On doit scinder le champ de la médecine en ses composantes, mais il ne faut pas perdre la vision d'ensemble. Il y a un besoin pour la compétence de synthèse qui permet d'ordonner et de hiérarchiser les tâches complémentaires qui constituent un système de santé. C'est cette compétence que doit posséder le « généraliste », le médecin de niveau doctoral d'un nouveau système de santé

L'omnipraticien d'aujourd'hui a reçu une formation doctorale et, en principe, il devrait posséder cette compétence, car on a voulu lui donner pour champ d'action l'intégralité des connaissances médicales. En pratique, il ne l'a pas, car ce n'est pas comme un tout qu'on la lui a enseignée et ce n'est pas la tâche qu'on lui a confiée.

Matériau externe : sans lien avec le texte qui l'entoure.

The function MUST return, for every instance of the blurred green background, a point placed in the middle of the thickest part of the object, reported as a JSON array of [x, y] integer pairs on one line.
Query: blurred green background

On concède dès le départ qu'il ne peut qu'effleurer les diverses branches spécialisées de la médecine, amenant la moitié d'entre eux à mi-course à une bifurcation à partir de laquelle ils concentreront leurs efforts sur une seule. C'est à ce prix qu'ils pourront y développer une compétence suffisante pour avoir un impact significatif sur les problèmes qui s'y rattachent. Même si on l'avoue plus difficilement, on sait bien que l'autre moitié, ne peut pas davantage avoir une compréhension en profondeur du tronc commun.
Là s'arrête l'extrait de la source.